At this point, it’s worth showing
an example where we wouldn’t be able to find the multiplication. And that would be if we had 𝐴𝐵
because if we take a look at 𝐴𝐵, 𝐴 has one column, whereas matrix 𝐵 has two
rows. So therefore, these are different,
so we would not be able to do the multiplication 𝐴𝐵. Okay, great. Now we’ve seen what we can and
cannot multiply when we’re looking at 𝐵𝐴𝐶. What we’re going to do it is look
at 𝐵𝐴 first.
Now, when we multiply matrix 𝐵 by
matrix 𝐴, we’re gonna have matrix negative four, one, negative six, six multiplied
by matrix zero, one. And this time, because we’re gonna
have a two-by-two matrix multiplied by a two-by-one matrix, our answer matrix is
also gonna be two by one because it’s gonna be the number of rows in the first
matrix by the number of columns in the second matrix.

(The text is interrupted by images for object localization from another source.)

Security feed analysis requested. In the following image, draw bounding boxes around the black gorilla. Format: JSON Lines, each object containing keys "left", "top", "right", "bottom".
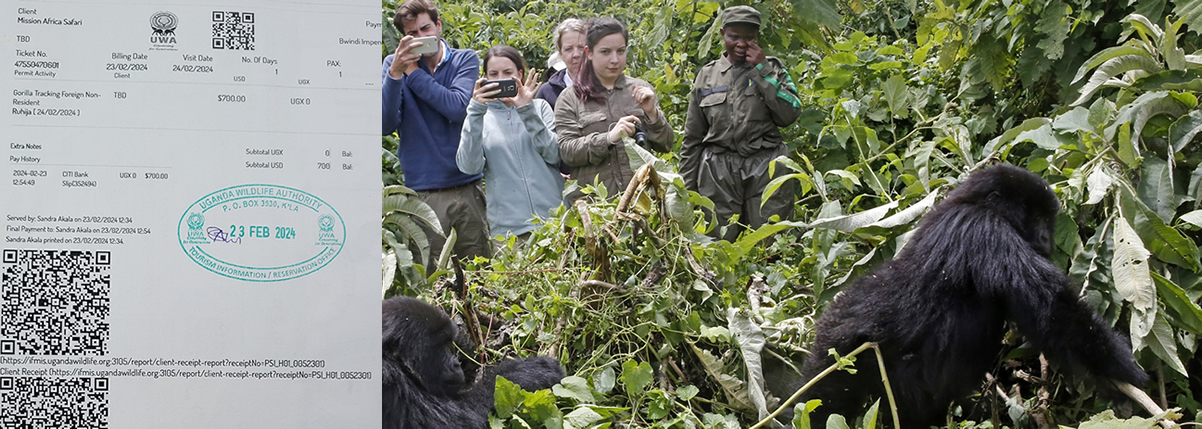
{"left": 792, "top": 164, "right": 1148, "bottom": 427}
{"left": 382, "top": 297, "right": 565, "bottom": 429}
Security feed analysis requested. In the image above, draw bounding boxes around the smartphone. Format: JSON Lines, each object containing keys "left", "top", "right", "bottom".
{"left": 483, "top": 78, "right": 518, "bottom": 98}
{"left": 410, "top": 36, "right": 439, "bottom": 54}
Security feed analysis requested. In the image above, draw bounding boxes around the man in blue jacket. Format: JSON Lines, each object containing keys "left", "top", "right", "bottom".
{"left": 383, "top": 0, "right": 491, "bottom": 265}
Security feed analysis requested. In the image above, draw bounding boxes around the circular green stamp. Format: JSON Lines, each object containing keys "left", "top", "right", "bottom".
{"left": 177, "top": 184, "right": 345, "bottom": 282}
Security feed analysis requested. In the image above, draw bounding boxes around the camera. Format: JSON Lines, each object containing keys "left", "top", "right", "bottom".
{"left": 410, "top": 36, "right": 439, "bottom": 54}
{"left": 483, "top": 78, "right": 518, "bottom": 99}
{"left": 633, "top": 121, "right": 647, "bottom": 144}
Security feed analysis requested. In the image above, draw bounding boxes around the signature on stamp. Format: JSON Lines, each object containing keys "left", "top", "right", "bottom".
{"left": 206, "top": 226, "right": 241, "bottom": 244}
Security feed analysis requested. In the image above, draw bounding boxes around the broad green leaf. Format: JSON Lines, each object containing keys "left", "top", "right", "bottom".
{"left": 985, "top": 118, "right": 1052, "bottom": 153}
{"left": 677, "top": 385, "right": 700, "bottom": 401}
{"left": 1117, "top": 123, "right": 1138, "bottom": 167}
{"left": 1089, "top": 97, "right": 1118, "bottom": 129}
{"left": 871, "top": 192, "right": 937, "bottom": 229}
{"left": 593, "top": 367, "right": 616, "bottom": 394}
{"left": 383, "top": 194, "right": 440, "bottom": 227}
{"left": 792, "top": 399, "right": 824, "bottom": 429}
{"left": 1152, "top": 272, "right": 1202, "bottom": 334}
{"left": 700, "top": 325, "right": 732, "bottom": 342}
{"left": 1147, "top": 312, "right": 1188, "bottom": 376}
{"left": 861, "top": 399, "right": 881, "bottom": 429}
{"left": 1134, "top": 70, "right": 1202, "bottom": 92}
{"left": 434, "top": 228, "right": 457, "bottom": 273}
{"left": 1118, "top": 183, "right": 1202, "bottom": 271}
{"left": 825, "top": 169, "right": 862, "bottom": 189}
{"left": 620, "top": 360, "right": 653, "bottom": 397}
{"left": 728, "top": 308, "right": 770, "bottom": 420}
{"left": 522, "top": 389, "right": 561, "bottom": 424}
{"left": 1163, "top": 16, "right": 1187, "bottom": 70}
{"left": 1014, "top": 123, "right": 1063, "bottom": 150}
{"left": 1175, "top": 0, "right": 1202, "bottom": 37}
{"left": 1137, "top": 157, "right": 1178, "bottom": 221}
{"left": 494, "top": 376, "right": 525, "bottom": 419}
{"left": 882, "top": 74, "right": 909, "bottom": 116}
{"left": 1054, "top": 211, "right": 1084, "bottom": 258}
{"left": 832, "top": 247, "right": 878, "bottom": 288}
{"left": 697, "top": 13, "right": 722, "bottom": 58}
{"left": 1181, "top": 210, "right": 1202, "bottom": 228}
{"left": 734, "top": 221, "right": 808, "bottom": 253}
{"left": 1072, "top": 46, "right": 1153, "bottom": 84}
{"left": 1169, "top": 110, "right": 1202, "bottom": 152}
{"left": 791, "top": 0, "right": 842, "bottom": 29}
{"left": 859, "top": 162, "right": 890, "bottom": 198}
{"left": 1112, "top": 217, "right": 1155, "bottom": 312}
{"left": 964, "top": 37, "right": 1012, "bottom": 92}
{"left": 1068, "top": 217, "right": 1112, "bottom": 295}
{"left": 1086, "top": 164, "right": 1115, "bottom": 205}
{"left": 1052, "top": 107, "right": 1098, "bottom": 135}
{"left": 1122, "top": 14, "right": 1164, "bottom": 42}
{"left": 1131, "top": 96, "right": 1189, "bottom": 146}
{"left": 1034, "top": 0, "right": 1070, "bottom": 60}
{"left": 382, "top": 250, "right": 397, "bottom": 296}
{"left": 826, "top": 52, "right": 858, "bottom": 65}
{"left": 562, "top": 407, "right": 604, "bottom": 429}
{"left": 1073, "top": 54, "right": 1162, "bottom": 106}
{"left": 648, "top": 4, "right": 672, "bottom": 48}
{"left": 645, "top": 390, "right": 672, "bottom": 420}
{"left": 763, "top": 173, "right": 813, "bottom": 208}
{"left": 826, "top": 413, "right": 851, "bottom": 429}
{"left": 552, "top": 376, "right": 595, "bottom": 404}
{"left": 1077, "top": 410, "right": 1159, "bottom": 429}
{"left": 913, "top": 139, "right": 937, "bottom": 189}
{"left": 702, "top": 413, "right": 742, "bottom": 428}
{"left": 1114, "top": 219, "right": 1156, "bottom": 352}
{"left": 690, "top": 343, "right": 755, "bottom": 411}
{"left": 384, "top": 212, "right": 434, "bottom": 266}
{"left": 808, "top": 200, "right": 900, "bottom": 232}
{"left": 868, "top": 61, "right": 904, "bottom": 71}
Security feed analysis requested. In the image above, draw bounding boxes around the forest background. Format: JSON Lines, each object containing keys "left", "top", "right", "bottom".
{"left": 380, "top": 0, "right": 1202, "bottom": 427}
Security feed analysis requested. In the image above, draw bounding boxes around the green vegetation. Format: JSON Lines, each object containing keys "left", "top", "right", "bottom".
{"left": 381, "top": 0, "right": 1202, "bottom": 427}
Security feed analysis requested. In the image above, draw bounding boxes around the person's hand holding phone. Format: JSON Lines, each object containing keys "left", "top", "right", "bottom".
{"left": 471, "top": 78, "right": 502, "bottom": 104}
{"left": 388, "top": 35, "right": 423, "bottom": 78}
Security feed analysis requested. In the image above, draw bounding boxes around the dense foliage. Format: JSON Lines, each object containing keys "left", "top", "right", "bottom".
{"left": 380, "top": 0, "right": 1202, "bottom": 427}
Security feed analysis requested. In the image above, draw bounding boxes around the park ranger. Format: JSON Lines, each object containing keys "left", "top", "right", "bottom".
{"left": 680, "top": 5, "right": 802, "bottom": 241}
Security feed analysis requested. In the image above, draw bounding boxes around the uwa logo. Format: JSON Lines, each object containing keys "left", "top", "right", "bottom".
{"left": 149, "top": 11, "right": 178, "bottom": 50}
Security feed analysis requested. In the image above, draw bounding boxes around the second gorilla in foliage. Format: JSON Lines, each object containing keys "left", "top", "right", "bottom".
{"left": 792, "top": 164, "right": 1148, "bottom": 427}
{"left": 382, "top": 297, "right": 565, "bottom": 429}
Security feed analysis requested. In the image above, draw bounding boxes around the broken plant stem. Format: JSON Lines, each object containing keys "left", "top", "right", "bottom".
{"left": 750, "top": 342, "right": 900, "bottom": 429}
{"left": 1113, "top": 380, "right": 1174, "bottom": 428}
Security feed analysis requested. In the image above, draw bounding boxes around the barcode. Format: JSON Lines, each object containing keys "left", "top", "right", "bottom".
{"left": 212, "top": 11, "right": 255, "bottom": 50}
{"left": 2, "top": 249, "right": 111, "bottom": 356}
{"left": 0, "top": 377, "right": 109, "bottom": 428}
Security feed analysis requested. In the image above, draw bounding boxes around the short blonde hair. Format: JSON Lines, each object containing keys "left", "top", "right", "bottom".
{"left": 552, "top": 18, "right": 586, "bottom": 50}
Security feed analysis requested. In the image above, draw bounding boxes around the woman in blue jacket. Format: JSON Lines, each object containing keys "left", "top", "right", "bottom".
{"left": 456, "top": 46, "right": 565, "bottom": 241}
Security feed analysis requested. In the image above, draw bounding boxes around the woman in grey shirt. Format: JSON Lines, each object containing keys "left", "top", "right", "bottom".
{"left": 457, "top": 45, "right": 564, "bottom": 240}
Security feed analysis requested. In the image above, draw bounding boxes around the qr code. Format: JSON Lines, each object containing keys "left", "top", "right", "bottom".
{"left": 0, "top": 377, "right": 109, "bottom": 428}
{"left": 212, "top": 11, "right": 255, "bottom": 50}
{"left": 1, "top": 249, "right": 110, "bottom": 356}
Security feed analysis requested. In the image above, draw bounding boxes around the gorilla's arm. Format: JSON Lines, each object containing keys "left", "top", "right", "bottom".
{"left": 383, "top": 365, "right": 491, "bottom": 429}
{"left": 973, "top": 215, "right": 1149, "bottom": 387}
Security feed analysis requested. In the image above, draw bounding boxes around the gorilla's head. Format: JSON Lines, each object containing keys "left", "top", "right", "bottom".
{"left": 382, "top": 297, "right": 466, "bottom": 397}
{"left": 945, "top": 164, "right": 1061, "bottom": 257}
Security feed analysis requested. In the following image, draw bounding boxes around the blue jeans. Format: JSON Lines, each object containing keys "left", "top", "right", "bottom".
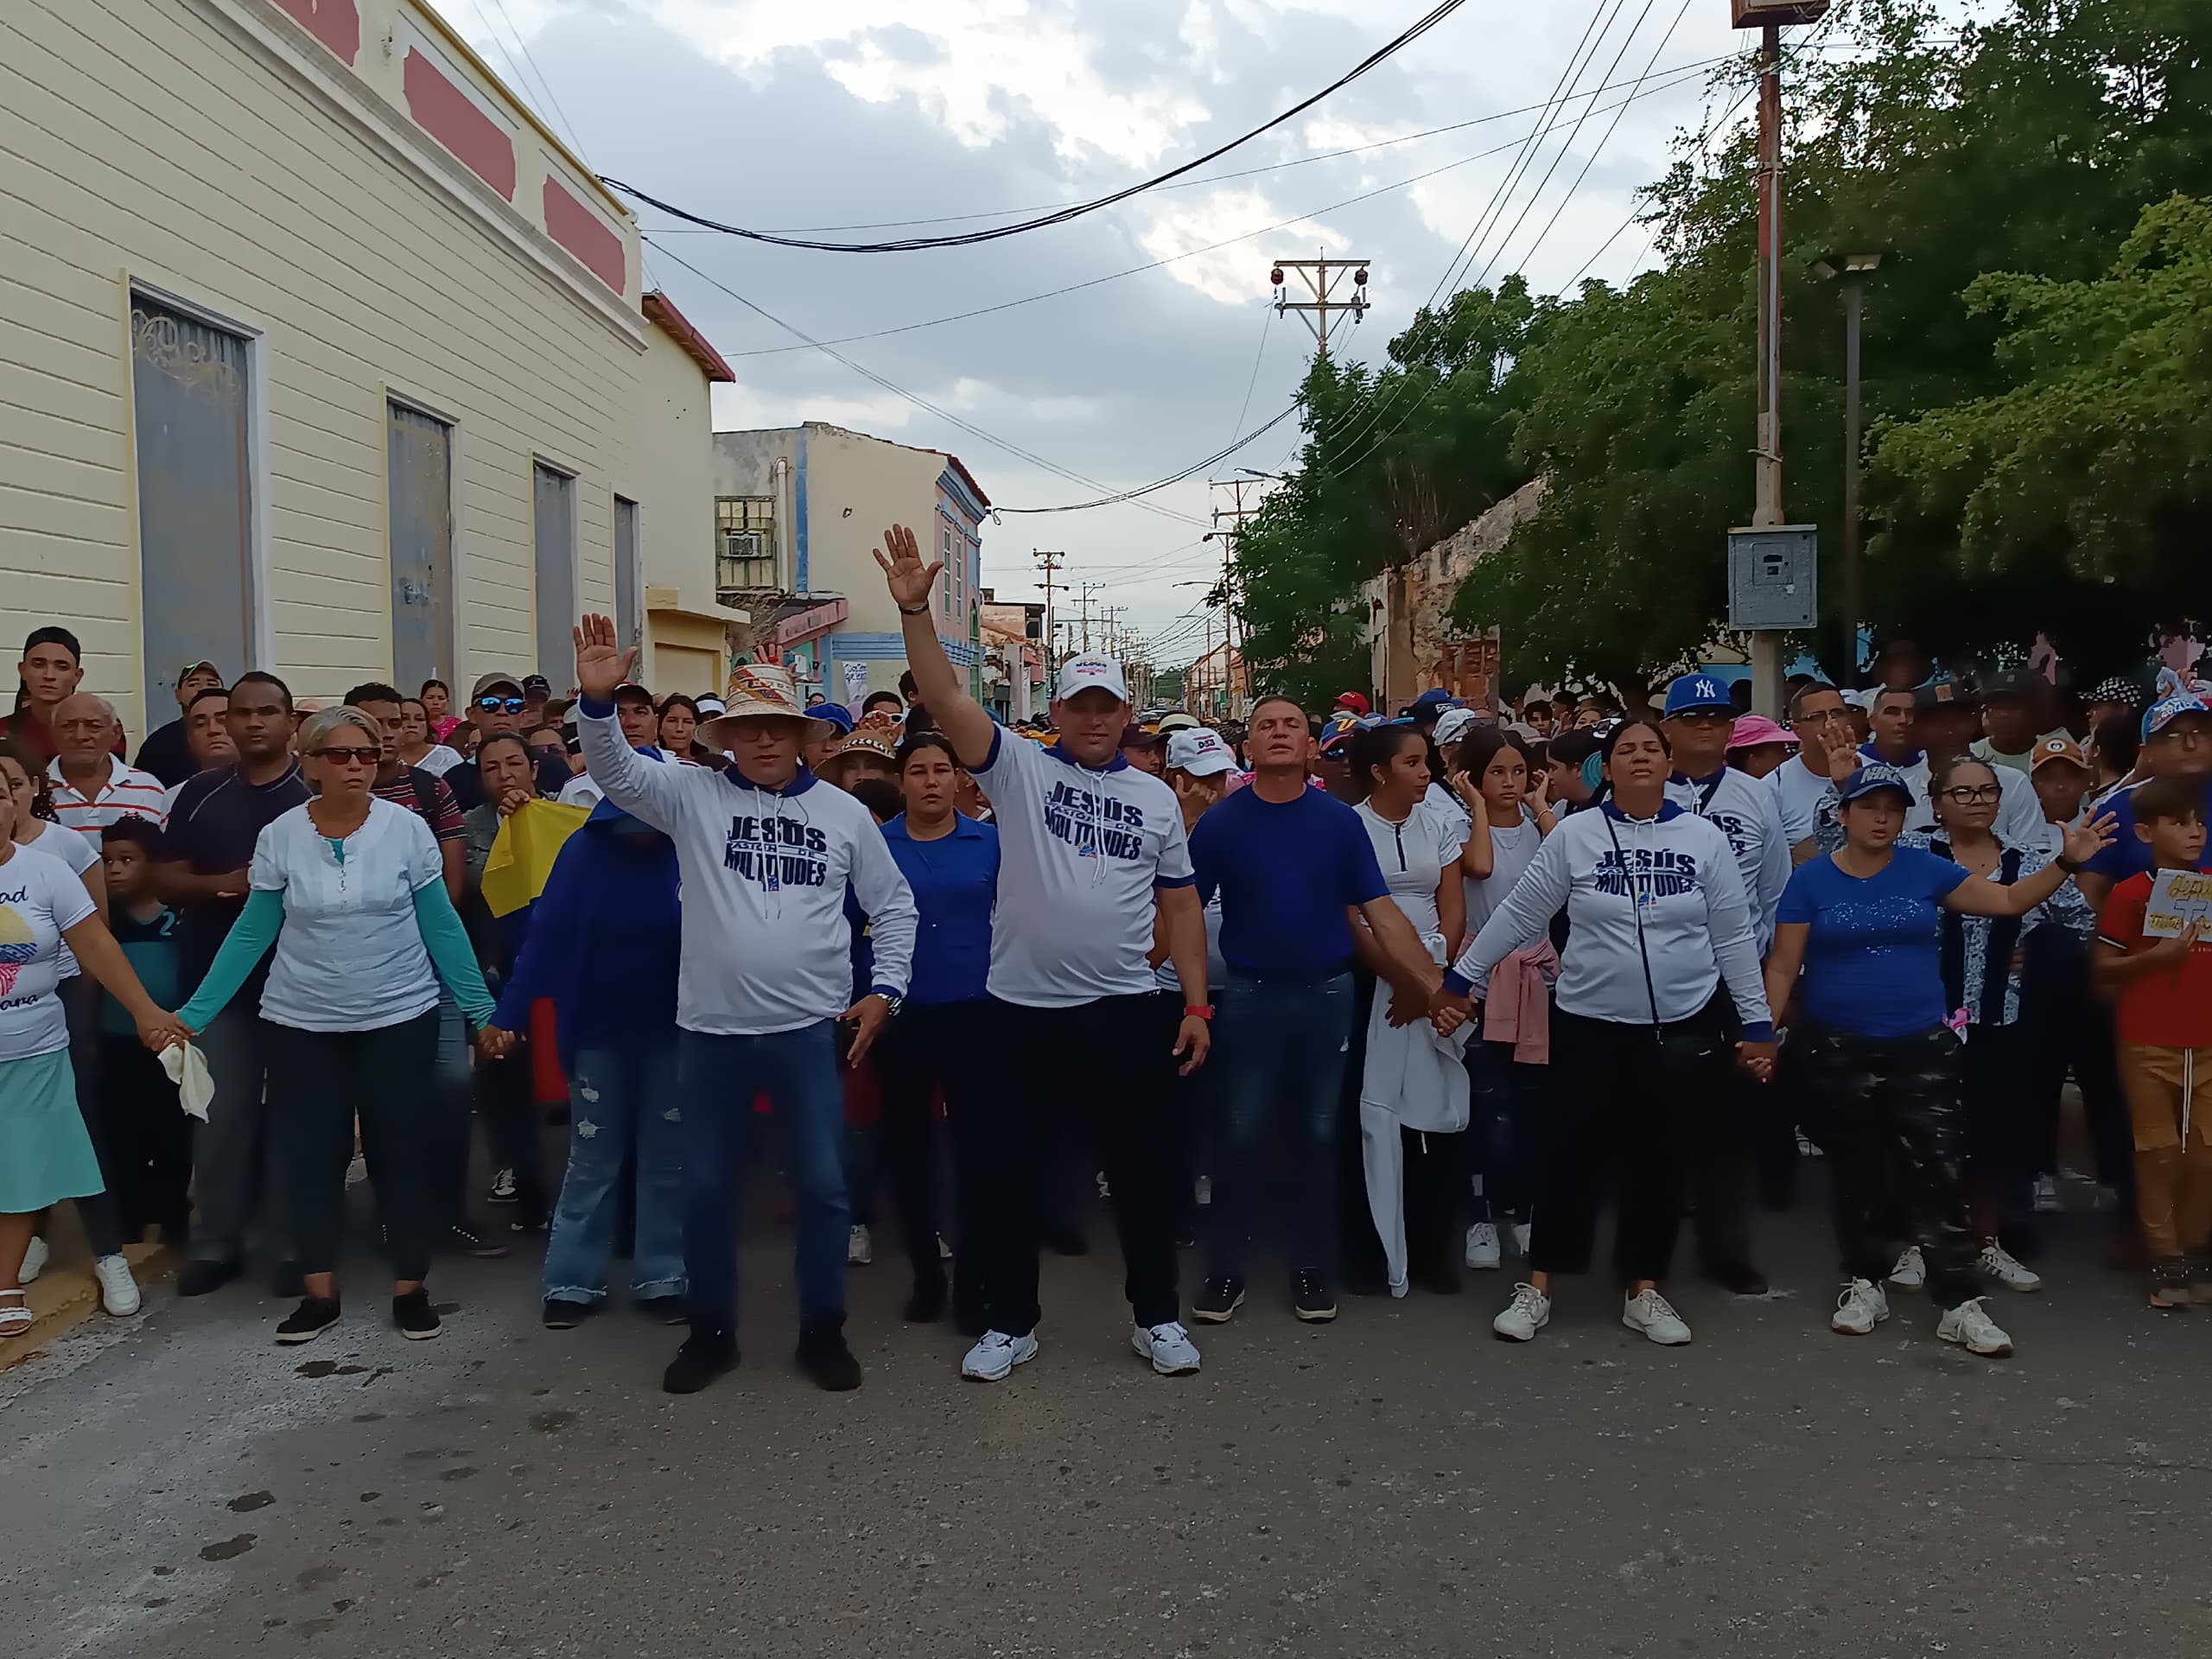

So to find our values, what we’re
going to do is again multiply our corresponding values from the first row in the
first matrix by the first column in the second matrix and then move on to the second
row in the first matrix by the first row in the second matrix, well the only row in
the second matrix. So we’re gonna have negative four
multiplied by zero plus one multiplied by one and then negative six multiplied by
zero plus six multiplied by one, which is going to give us the answer matrix for
𝐵𝐴 of one, six. Okay, great. Now the final step is now to
multiply 𝐵𝐴 by matrix 𝐶 to give us 𝐵𝐴𝐶.
Well, to do this, what we’re going
to do is multiply matrix one, six by the matrix five, three. And what we have here is a
two-by-one matrix multiplied by a one-by-two matrix. So therefore, the answer matrix is
in fact going to be two by two because it’s the number of rows from the first matrix
by the number of columns in the second matrix.
So then when we carry out the
multiplication, what we’re gonna get is one multiplied by five for our first
element, then one multiplied by three, six multiplied by five, and six multiplied by
three, which is gonna give us the answer matrix five, three, 30, 18. So therefore, we can say that both
𝐴𝐶𝐵 and 𝐵𝐴𝐶 are possible and 𝐴𝐶𝐵 is the matrix zero, zero, negative 38, 23
and 𝐵𝐴𝐶 is the matrix five, three, 30, 18.